Mt. Tabor wasn’t forever. Jesus and the Apostles eventually had to get down from that lofty height and get back to real life (Mt. 17:9). Mt. Tabor wasn’t for itself. The moment of transfiguration on Mt. Tabor, (when Jesus’ face was transformed) was to prepare him for the moment of disfiguration on Mt. Calvary (when he would become “a worm and no man”) (Ps 21: 6).

 

Likewise the highs of the Sunday assembly aren’t forever. We eventually have to leave Sunday Mass and descend into the valley of weekday reality, just as Amy and her family had to leave Old St. Mary’s and get back on the road to Indianapolis. And the highs of the Sunday assembly aren’t for themselves.  They are to prepare us to face the lows that await us down in the valley and in the week ahead, now knowing as Amy does “that God has bigger plans” for us.

 

 



[1] Diaspora is a Greek word meaning dispersion. Originally it referred to the settling of scattered colonies of Jews outside Palestine after the Babylonian exile. It’s now come to mean the migration or scattering of a people away from an established or ancestral homeland or parish.

 

[2] A world religion founded on the teachings of the great prophets Zoroaster, Buddha, Jesus, and the chief one, Mani. Duality is its fundamental concept.  There are two uncreated principles: Light  (Goodness) and Darkness (Evil).  The Father of Light and the Prince of Darkness are at war with each other, and the created world is the battleground. Its moral practices include abstinence from meat, wine, all sexual contacts and work (Confessions, Bk. VIIII, ch. 10).

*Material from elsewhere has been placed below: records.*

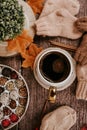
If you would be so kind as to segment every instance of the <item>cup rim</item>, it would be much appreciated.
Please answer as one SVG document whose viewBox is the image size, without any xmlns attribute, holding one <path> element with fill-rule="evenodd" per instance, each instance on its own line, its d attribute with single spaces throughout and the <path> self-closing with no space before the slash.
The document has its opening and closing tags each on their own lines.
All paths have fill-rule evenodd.
<svg viewBox="0 0 87 130">
<path fill-rule="evenodd" d="M 68 77 L 64 81 L 61 81 L 61 82 L 58 82 L 58 83 L 49 82 L 48 80 L 46 80 L 42 76 L 42 74 L 41 74 L 41 72 L 39 70 L 39 64 L 40 64 L 40 61 L 41 61 L 42 57 L 45 54 L 49 53 L 49 52 L 59 52 L 59 53 L 63 54 L 64 56 L 66 56 L 67 59 L 69 60 L 71 69 L 70 69 Z M 72 64 L 72 61 L 71 61 L 72 57 L 67 51 L 65 51 L 65 50 L 63 50 L 61 48 L 58 48 L 58 47 L 49 47 L 49 48 L 43 50 L 41 53 L 39 53 L 39 55 L 37 56 L 37 59 L 38 59 L 38 63 L 37 63 L 38 74 L 39 74 L 40 78 L 43 80 L 43 82 L 45 82 L 46 84 L 48 84 L 50 86 L 62 86 L 65 82 L 67 82 L 70 79 L 70 77 L 72 75 L 72 71 L 73 71 L 73 64 Z"/>
</svg>

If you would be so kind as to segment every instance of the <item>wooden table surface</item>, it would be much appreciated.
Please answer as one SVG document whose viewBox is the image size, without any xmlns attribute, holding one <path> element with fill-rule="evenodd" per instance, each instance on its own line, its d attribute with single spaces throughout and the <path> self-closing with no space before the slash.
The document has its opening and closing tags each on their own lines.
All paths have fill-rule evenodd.
<svg viewBox="0 0 87 130">
<path fill-rule="evenodd" d="M 81 4 L 80 12 L 77 17 L 87 16 L 87 0 L 79 0 Z M 66 40 L 64 38 L 42 38 L 35 36 L 35 42 L 44 48 L 48 48 L 50 45 L 49 40 L 61 41 L 63 43 L 78 45 L 80 40 Z M 29 91 L 30 91 L 30 103 L 28 110 L 21 120 L 21 122 L 12 128 L 11 130 L 35 130 L 40 122 L 40 114 L 45 100 L 48 97 L 48 90 L 42 88 L 34 78 L 33 71 L 30 68 L 21 68 L 22 59 L 19 55 L 8 58 L 0 58 L 0 63 L 9 65 L 15 68 L 17 71 L 21 69 L 21 74 L 25 78 Z M 45 113 L 48 113 L 61 105 L 68 105 L 74 108 L 77 112 L 77 122 L 71 128 L 71 130 L 80 130 L 80 128 L 87 124 L 87 102 L 83 100 L 77 100 L 75 97 L 77 82 L 75 81 L 69 88 L 64 91 L 57 92 L 57 101 L 55 104 L 48 104 Z"/>
</svg>

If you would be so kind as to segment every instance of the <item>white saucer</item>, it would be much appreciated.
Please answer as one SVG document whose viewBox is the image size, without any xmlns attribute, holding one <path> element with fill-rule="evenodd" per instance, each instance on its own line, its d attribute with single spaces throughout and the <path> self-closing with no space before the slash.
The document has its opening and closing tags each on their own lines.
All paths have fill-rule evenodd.
<svg viewBox="0 0 87 130">
<path fill-rule="evenodd" d="M 35 22 L 35 15 L 31 9 L 31 7 L 24 1 L 18 0 L 19 4 L 23 6 L 23 11 L 25 15 L 25 24 L 24 29 L 29 30 L 29 35 L 33 38 L 35 35 L 34 32 L 34 22 Z M 0 56 L 1 57 L 8 57 L 8 56 L 14 56 L 17 54 L 17 52 L 13 51 L 7 51 L 7 42 L 0 41 Z"/>
</svg>

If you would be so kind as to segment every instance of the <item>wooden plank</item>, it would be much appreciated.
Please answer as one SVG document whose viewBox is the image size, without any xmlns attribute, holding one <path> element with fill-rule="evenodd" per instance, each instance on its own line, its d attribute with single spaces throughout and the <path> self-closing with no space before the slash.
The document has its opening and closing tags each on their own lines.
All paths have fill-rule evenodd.
<svg viewBox="0 0 87 130">
<path fill-rule="evenodd" d="M 21 67 L 21 57 L 20 55 L 13 57 L 0 57 L 0 64 L 8 65 L 19 71 Z"/>
</svg>

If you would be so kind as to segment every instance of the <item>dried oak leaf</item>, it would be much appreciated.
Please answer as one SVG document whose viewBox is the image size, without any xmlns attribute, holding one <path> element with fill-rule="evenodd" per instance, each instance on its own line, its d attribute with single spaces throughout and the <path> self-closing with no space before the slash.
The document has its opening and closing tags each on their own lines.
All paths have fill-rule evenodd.
<svg viewBox="0 0 87 130">
<path fill-rule="evenodd" d="M 28 35 L 28 31 L 24 30 L 21 35 L 8 41 L 7 50 L 23 53 L 32 42 L 33 39 Z"/>
<path fill-rule="evenodd" d="M 28 54 L 36 57 L 42 51 L 42 47 L 37 47 L 35 43 L 30 44 Z"/>
<path fill-rule="evenodd" d="M 27 3 L 31 6 L 35 14 L 41 13 L 43 2 L 44 0 L 27 0 Z"/>
<path fill-rule="evenodd" d="M 40 51 L 42 51 L 41 47 L 37 47 L 37 45 L 32 42 L 33 39 L 28 35 L 26 30 L 24 30 L 23 33 L 15 39 L 8 41 L 7 49 L 19 52 L 25 59 L 22 67 L 33 68 L 36 56 L 40 53 Z"/>
<path fill-rule="evenodd" d="M 31 67 L 33 69 L 35 58 L 41 51 L 42 47 L 37 47 L 34 43 L 30 44 L 29 48 L 26 50 L 26 53 L 22 53 L 22 57 L 25 59 L 22 67 Z"/>
</svg>

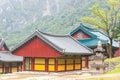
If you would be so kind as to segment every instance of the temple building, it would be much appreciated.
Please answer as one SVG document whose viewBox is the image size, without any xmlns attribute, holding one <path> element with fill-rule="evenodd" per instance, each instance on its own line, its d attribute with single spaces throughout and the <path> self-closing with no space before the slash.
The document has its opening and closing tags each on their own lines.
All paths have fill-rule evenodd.
<svg viewBox="0 0 120 80">
<path fill-rule="evenodd" d="M 105 49 L 106 49 L 106 45 L 110 44 L 110 40 L 104 32 L 98 29 L 86 27 L 83 24 L 80 24 L 79 27 L 71 31 L 70 35 L 74 39 L 76 39 L 78 42 L 82 43 L 83 45 L 93 50 L 94 48 L 97 47 L 98 41 L 101 41 L 101 44 Z M 114 51 L 114 56 L 120 56 L 119 42 L 116 40 L 113 40 L 113 51 Z M 108 55 L 108 54 L 105 54 L 105 55 Z"/>
<path fill-rule="evenodd" d="M 81 70 L 82 57 L 93 54 L 93 50 L 80 44 L 70 35 L 52 35 L 36 30 L 17 44 L 12 53 L 23 56 L 23 71 L 60 72 Z"/>
<path fill-rule="evenodd" d="M 0 39 L 0 73 L 21 71 L 22 60 L 23 57 L 13 55 L 5 41 Z"/>
</svg>

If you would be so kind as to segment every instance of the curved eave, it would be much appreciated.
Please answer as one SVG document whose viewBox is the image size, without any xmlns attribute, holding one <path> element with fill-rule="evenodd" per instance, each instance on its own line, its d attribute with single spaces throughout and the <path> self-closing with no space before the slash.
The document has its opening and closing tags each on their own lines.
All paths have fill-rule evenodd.
<svg viewBox="0 0 120 80">
<path fill-rule="evenodd" d="M 74 33 L 76 33 L 79 30 L 83 31 L 84 33 L 86 33 L 87 35 L 89 35 L 91 37 L 97 37 L 96 35 L 89 32 L 89 30 L 87 30 L 86 26 L 84 26 L 84 25 L 80 25 L 79 27 L 75 28 L 72 32 L 70 32 L 70 35 L 73 35 Z"/>
<path fill-rule="evenodd" d="M 0 60 L 0 62 L 22 62 L 23 60 L 21 61 L 9 61 L 9 60 Z"/>
<path fill-rule="evenodd" d="M 39 31 L 39 32 L 40 32 L 40 31 Z M 88 50 L 87 52 L 89 52 L 89 53 L 92 54 L 92 50 L 91 50 L 90 48 L 88 48 L 88 47 L 80 44 L 77 40 L 75 40 L 75 39 L 74 39 L 72 36 L 70 36 L 70 35 L 52 35 L 52 34 L 47 34 L 47 33 L 43 33 L 43 32 L 40 32 L 40 33 L 42 33 L 42 34 L 44 34 L 44 35 L 47 35 L 47 36 L 51 36 L 51 37 L 61 37 L 61 38 L 63 38 L 63 37 L 69 37 L 69 38 L 72 39 L 74 42 L 76 42 L 77 44 L 79 44 L 80 46 L 82 46 L 82 47 L 84 47 L 86 50 Z M 44 36 L 44 35 L 43 35 L 43 36 Z M 49 41 L 49 42 L 51 42 L 51 41 Z M 56 45 L 56 44 L 54 44 L 54 45 Z M 66 51 L 66 49 L 62 49 L 62 50 L 60 50 L 59 52 L 61 52 L 61 53 L 70 53 L 70 54 L 86 53 L 86 52 L 84 52 L 84 51 L 68 52 L 68 51 Z"/>
<path fill-rule="evenodd" d="M 46 38 L 44 38 L 44 36 L 40 35 L 39 33 L 40 33 L 39 31 L 34 32 L 31 36 L 29 36 L 28 38 L 26 38 L 24 41 L 21 41 L 14 48 L 12 48 L 11 51 L 15 51 L 16 49 L 18 49 L 19 47 L 21 47 L 22 45 L 24 45 L 27 41 L 31 40 L 35 36 L 37 36 L 38 38 L 40 38 L 43 41 L 45 41 L 47 44 L 49 44 L 50 46 L 52 46 L 53 48 L 55 48 L 57 51 L 60 52 L 60 51 L 63 50 L 60 47 L 58 47 L 57 45 L 54 45 L 53 43 L 51 43 L 49 40 L 47 40 Z"/>
<path fill-rule="evenodd" d="M 66 55 L 93 55 L 93 53 L 74 53 L 74 52 L 65 52 Z"/>
<path fill-rule="evenodd" d="M 102 44 L 106 44 L 105 40 L 101 40 L 101 39 L 98 39 L 98 38 L 90 38 L 90 39 L 84 39 L 84 40 L 78 39 L 78 42 L 80 42 L 80 43 L 82 43 L 82 44 L 84 44 L 85 46 L 88 46 L 88 47 L 97 46 L 98 41 L 101 41 Z"/>
<path fill-rule="evenodd" d="M 19 55 L 19 56 L 21 56 L 21 55 Z M 58 56 L 48 56 L 48 55 L 47 56 L 38 56 L 38 55 L 37 56 L 31 56 L 31 55 L 26 56 L 26 55 L 24 55 L 24 57 L 36 57 L 36 58 L 37 57 L 38 58 L 59 58 L 59 57 L 62 57 L 62 56 L 63 56 L 63 54 L 60 54 Z"/>
<path fill-rule="evenodd" d="M 9 51 L 0 52 L 0 61 L 1 62 L 22 62 L 22 56 L 13 55 Z"/>
<path fill-rule="evenodd" d="M 70 35 L 69 35 L 69 36 L 70 36 Z M 70 36 L 70 37 L 72 38 L 72 36 Z M 93 50 L 92 50 L 92 49 L 88 48 L 87 46 L 83 45 L 82 43 L 79 43 L 78 40 L 75 40 L 74 38 L 72 38 L 72 39 L 73 39 L 76 43 L 78 43 L 79 45 L 85 47 L 85 48 L 89 51 L 89 53 L 93 54 Z M 81 52 L 81 53 L 83 53 L 83 52 Z M 86 52 L 84 52 L 84 53 L 86 53 Z"/>
<path fill-rule="evenodd" d="M 40 32 L 39 30 L 37 30 L 35 33 L 33 33 L 31 36 L 29 36 L 23 42 L 21 42 L 17 46 L 15 46 L 15 48 L 13 48 L 12 51 L 15 51 L 17 48 L 21 47 L 27 41 L 31 40 L 35 36 L 37 36 L 39 39 L 43 40 L 48 45 L 52 46 L 54 49 L 56 49 L 60 53 L 89 55 L 89 53 L 92 54 L 92 52 L 93 52 L 90 48 L 80 44 L 77 40 L 73 39 L 70 35 L 52 35 L 52 34 L 47 34 L 47 33 Z M 58 42 L 54 42 L 54 40 L 57 41 L 59 39 L 58 37 L 61 40 L 58 41 Z M 72 43 L 74 43 L 74 45 L 73 44 L 69 45 L 69 46 L 71 46 L 70 48 L 68 48 L 69 46 L 64 46 L 63 43 L 67 44 L 67 42 L 64 41 L 66 39 L 69 39 L 68 41 L 71 41 Z M 63 44 L 62 46 L 61 46 L 61 43 Z M 78 48 L 73 47 L 75 45 L 78 46 L 78 48 L 83 48 L 85 51 L 81 51 L 82 49 L 79 50 Z M 66 50 L 63 49 L 64 48 L 63 46 L 66 48 Z M 74 51 L 72 51 L 71 49 L 73 49 Z M 77 50 L 77 51 L 75 51 L 75 50 Z M 62 56 L 62 55 L 61 54 L 58 55 L 58 56 L 31 56 L 31 55 L 27 55 L 27 56 L 24 56 L 24 57 L 60 57 L 60 56 Z"/>
</svg>

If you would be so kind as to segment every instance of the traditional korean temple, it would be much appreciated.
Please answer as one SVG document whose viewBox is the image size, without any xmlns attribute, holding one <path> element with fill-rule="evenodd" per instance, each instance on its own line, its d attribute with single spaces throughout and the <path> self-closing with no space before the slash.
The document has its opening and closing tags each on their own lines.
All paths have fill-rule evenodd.
<svg viewBox="0 0 120 80">
<path fill-rule="evenodd" d="M 18 72 L 23 57 L 13 55 L 3 39 L 0 39 L 0 73 Z"/>
<path fill-rule="evenodd" d="M 70 35 L 74 39 L 78 40 L 78 42 L 82 43 L 83 45 L 91 49 L 94 49 L 97 47 L 98 41 L 102 42 L 102 45 L 104 48 L 106 44 L 110 44 L 110 40 L 105 33 L 97 29 L 86 27 L 83 24 L 80 24 L 79 27 L 71 31 Z M 115 53 L 114 56 L 119 56 L 120 48 L 119 48 L 118 41 L 113 40 L 113 48 Z"/>
<path fill-rule="evenodd" d="M 93 51 L 70 35 L 52 35 L 36 30 L 12 49 L 14 55 L 23 56 L 23 71 L 60 72 L 81 70 L 82 56 Z"/>
</svg>

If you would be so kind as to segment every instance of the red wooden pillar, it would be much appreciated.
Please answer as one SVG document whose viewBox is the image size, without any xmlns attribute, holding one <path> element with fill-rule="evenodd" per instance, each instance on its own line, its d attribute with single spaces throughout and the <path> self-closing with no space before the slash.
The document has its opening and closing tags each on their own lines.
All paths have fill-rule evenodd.
<svg viewBox="0 0 120 80">
<path fill-rule="evenodd" d="M 19 63 L 17 63 L 17 72 L 19 72 Z"/>
<path fill-rule="evenodd" d="M 65 59 L 65 71 L 67 71 L 67 60 Z"/>
<path fill-rule="evenodd" d="M 4 73 L 4 63 L 2 63 L 2 73 Z"/>
<path fill-rule="evenodd" d="M 80 70 L 82 70 L 82 56 L 81 56 L 81 59 L 80 59 Z"/>
<path fill-rule="evenodd" d="M 18 64 L 18 72 L 20 72 L 20 71 L 22 71 L 22 63 L 21 62 L 19 62 L 19 64 Z"/>
<path fill-rule="evenodd" d="M 20 71 L 22 71 L 22 62 L 20 63 Z"/>
<path fill-rule="evenodd" d="M 73 70 L 75 70 L 75 59 L 73 59 Z"/>
<path fill-rule="evenodd" d="M 31 58 L 31 70 L 34 71 L 34 60 L 35 58 Z"/>
<path fill-rule="evenodd" d="M 58 60 L 55 59 L 55 72 L 58 72 Z"/>
<path fill-rule="evenodd" d="M 45 71 L 48 72 L 48 58 L 45 59 Z"/>
<path fill-rule="evenodd" d="M 85 67 L 88 68 L 88 56 L 85 56 Z"/>
<path fill-rule="evenodd" d="M 22 71 L 25 71 L 25 58 L 24 58 L 24 60 L 22 62 Z"/>
<path fill-rule="evenodd" d="M 12 72 L 12 63 L 9 63 L 10 72 Z"/>
</svg>

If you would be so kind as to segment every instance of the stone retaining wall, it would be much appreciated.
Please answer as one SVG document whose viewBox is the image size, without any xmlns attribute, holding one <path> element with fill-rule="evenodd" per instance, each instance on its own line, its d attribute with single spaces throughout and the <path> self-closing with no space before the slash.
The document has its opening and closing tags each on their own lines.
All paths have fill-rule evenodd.
<svg viewBox="0 0 120 80">
<path fill-rule="evenodd" d="M 108 64 L 108 67 L 106 68 L 105 72 L 109 72 L 113 69 L 115 69 L 115 66 L 120 64 L 120 62 L 106 62 Z"/>
</svg>

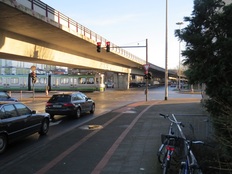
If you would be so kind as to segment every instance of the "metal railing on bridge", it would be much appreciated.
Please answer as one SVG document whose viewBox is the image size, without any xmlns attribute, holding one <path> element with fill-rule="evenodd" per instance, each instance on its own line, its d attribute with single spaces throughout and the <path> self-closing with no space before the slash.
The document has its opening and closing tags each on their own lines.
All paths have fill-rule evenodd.
<svg viewBox="0 0 232 174">
<path fill-rule="evenodd" d="M 54 8 L 50 7 L 49 5 L 45 4 L 40 0 L 11 0 L 14 6 L 17 7 L 20 4 L 25 6 L 26 8 L 36 12 L 45 17 L 45 21 L 48 22 L 52 20 L 53 22 L 57 23 L 57 27 L 63 28 L 67 27 L 70 31 L 75 32 L 75 35 L 79 34 L 84 36 L 94 42 L 102 42 L 106 43 L 108 40 L 103 38 L 102 36 L 98 35 L 97 33 L 91 31 L 90 29 L 86 28 L 85 26 L 79 24 L 75 20 L 69 18 L 68 16 L 62 14 L 61 12 L 55 10 Z M 131 54 L 130 52 L 121 49 L 119 46 L 113 44 L 111 42 L 111 51 L 114 53 L 118 53 L 123 57 L 139 63 L 141 65 L 145 64 L 145 61 L 141 58 Z"/>
</svg>

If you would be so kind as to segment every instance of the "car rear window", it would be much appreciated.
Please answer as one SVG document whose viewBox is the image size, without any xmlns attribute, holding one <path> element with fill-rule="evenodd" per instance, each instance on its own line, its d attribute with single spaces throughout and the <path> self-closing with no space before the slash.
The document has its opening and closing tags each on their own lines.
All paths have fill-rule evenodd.
<svg viewBox="0 0 232 174">
<path fill-rule="evenodd" d="M 70 102 L 71 96 L 70 95 L 54 95 L 49 100 L 49 102 Z"/>
<path fill-rule="evenodd" d="M 0 98 L 7 98 L 7 94 L 5 92 L 0 92 Z"/>
</svg>

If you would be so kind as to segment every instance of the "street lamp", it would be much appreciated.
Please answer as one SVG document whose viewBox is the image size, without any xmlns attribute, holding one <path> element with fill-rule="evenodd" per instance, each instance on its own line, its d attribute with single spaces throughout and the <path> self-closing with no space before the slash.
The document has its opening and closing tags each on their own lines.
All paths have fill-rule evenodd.
<svg viewBox="0 0 232 174">
<path fill-rule="evenodd" d="M 165 97 L 168 99 L 168 0 L 166 0 L 166 30 L 165 30 Z"/>
<path fill-rule="evenodd" d="M 179 31 L 181 29 L 181 25 L 183 25 L 184 23 L 183 22 L 177 22 L 176 25 L 179 25 Z M 181 85 L 180 85 L 180 58 L 181 58 L 181 53 L 180 53 L 180 43 L 181 41 L 179 41 L 179 68 L 178 68 L 178 89 L 180 90 L 181 88 Z"/>
</svg>

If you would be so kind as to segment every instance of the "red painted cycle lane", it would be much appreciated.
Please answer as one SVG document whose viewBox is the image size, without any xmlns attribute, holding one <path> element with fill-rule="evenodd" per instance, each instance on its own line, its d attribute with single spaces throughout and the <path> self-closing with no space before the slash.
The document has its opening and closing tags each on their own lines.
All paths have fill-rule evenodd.
<svg viewBox="0 0 232 174">
<path fill-rule="evenodd" d="M 138 121 L 138 119 L 154 104 L 156 104 L 157 102 L 153 102 L 153 104 L 149 104 L 147 105 L 147 107 L 145 109 L 143 109 L 134 119 L 133 121 L 130 123 L 130 125 L 122 132 L 122 134 L 117 138 L 117 140 L 114 142 L 114 144 L 110 147 L 110 149 L 107 151 L 107 153 L 104 155 L 104 157 L 100 160 L 100 162 L 96 165 L 96 167 L 94 168 L 94 170 L 92 171 L 92 174 L 98 174 L 102 171 L 102 169 L 106 166 L 107 162 L 109 161 L 109 159 L 111 158 L 111 156 L 113 155 L 113 153 L 115 152 L 115 150 L 117 149 L 117 147 L 119 146 L 119 144 L 123 141 L 123 139 L 126 137 L 126 135 L 128 134 L 128 132 L 133 128 L 133 126 L 135 125 L 135 123 Z M 137 103 L 137 104 L 131 104 L 128 105 L 124 108 L 121 108 L 120 110 L 118 110 L 118 112 L 120 112 L 119 114 L 117 114 L 114 118 L 110 119 L 109 121 L 107 121 L 105 124 L 103 124 L 103 128 L 108 126 L 110 123 L 112 123 L 113 121 L 115 121 L 117 118 L 119 118 L 120 116 L 122 116 L 124 114 L 124 112 L 130 110 L 131 107 L 135 107 L 136 105 L 140 105 L 140 104 L 145 104 L 145 103 Z M 95 130 L 93 132 L 91 132 L 90 134 L 88 134 L 87 136 L 85 136 L 84 138 L 82 138 L 81 140 L 79 140 L 77 143 L 73 144 L 71 147 L 69 147 L 67 150 L 65 150 L 64 152 L 62 152 L 60 155 L 58 155 L 56 158 L 54 158 L 53 160 L 51 160 L 49 163 L 47 163 L 44 167 L 42 167 L 41 169 L 39 169 L 37 172 L 35 172 L 36 174 L 44 174 L 47 173 L 49 170 L 52 170 L 53 167 L 55 167 L 60 161 L 62 161 L 65 157 L 67 157 L 68 155 L 70 155 L 74 150 L 76 150 L 79 146 L 81 146 L 82 144 L 84 144 L 87 140 L 89 140 L 91 137 L 93 137 L 95 134 L 97 134 L 99 130 Z"/>
</svg>

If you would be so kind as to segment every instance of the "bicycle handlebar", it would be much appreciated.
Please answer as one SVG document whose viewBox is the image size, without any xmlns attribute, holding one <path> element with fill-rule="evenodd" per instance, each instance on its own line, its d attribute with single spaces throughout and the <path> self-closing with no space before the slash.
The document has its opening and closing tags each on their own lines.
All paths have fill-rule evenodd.
<svg viewBox="0 0 232 174">
<path fill-rule="evenodd" d="M 184 127 L 184 124 L 182 122 L 175 121 L 174 119 L 171 119 L 169 115 L 165 115 L 162 113 L 160 113 L 160 115 L 163 116 L 164 118 L 168 118 L 172 123 L 175 123 L 175 124 L 178 124 L 178 125 Z"/>
</svg>

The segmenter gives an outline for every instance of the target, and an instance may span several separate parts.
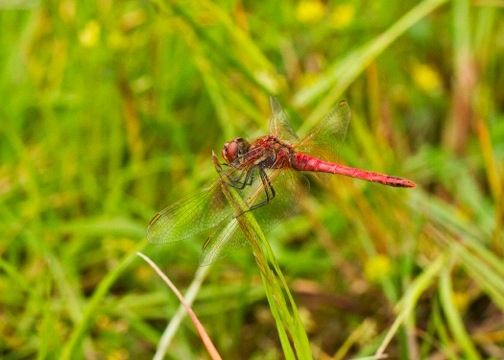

[3] Those sons and daughters arrived here in Milwaukee in the late 1800’s and early 1900’s.  Here they built the Motherhouse of the School Sisters of St. Francis on Layton Blvd. and the Convent of St. Francis of Assisi on S. Lake Drive.  Here they built the imposing church of St. Josaphat on South Sixth St-- a rare church with the official status and dignity of “basilica.” Here they built the great Milwaukee hospitals of St. Joseph, St Francis and St. Michael, and the great Milwaukee parishes of St. Francis on Fourth and Brown, and St. Elizabeth on Third and Burleigh.  Here they built the first black boarding school in Milwaukee--the famous St. Benedict the Moor Church and Mission on Ninth and State Street and the House of Peace on West Walnut.

 

[4] When their religion provides them with no religious experience at all and no ecstasy  (because of what it preaches or how it prays and breaks bread), some go in search of a form of religion that does lead them into religious experience and does exhilarate them. The middle of the Twentieth Century witnessed a strong surge in the charismatic and Pentecostal movement. It sprang up in all the various Christian religions, even in the staid old Catholic Church.  It has believers of every faith ecstatically raising their hearts and hands to heaven, babbling away in tongues, and bursting out in spontaneous prayers and songs. In great measure that movement is born out of believers’ desire for religious experience and its coin of ecstasy, which seem dried up in their respective Sunday Assemblies.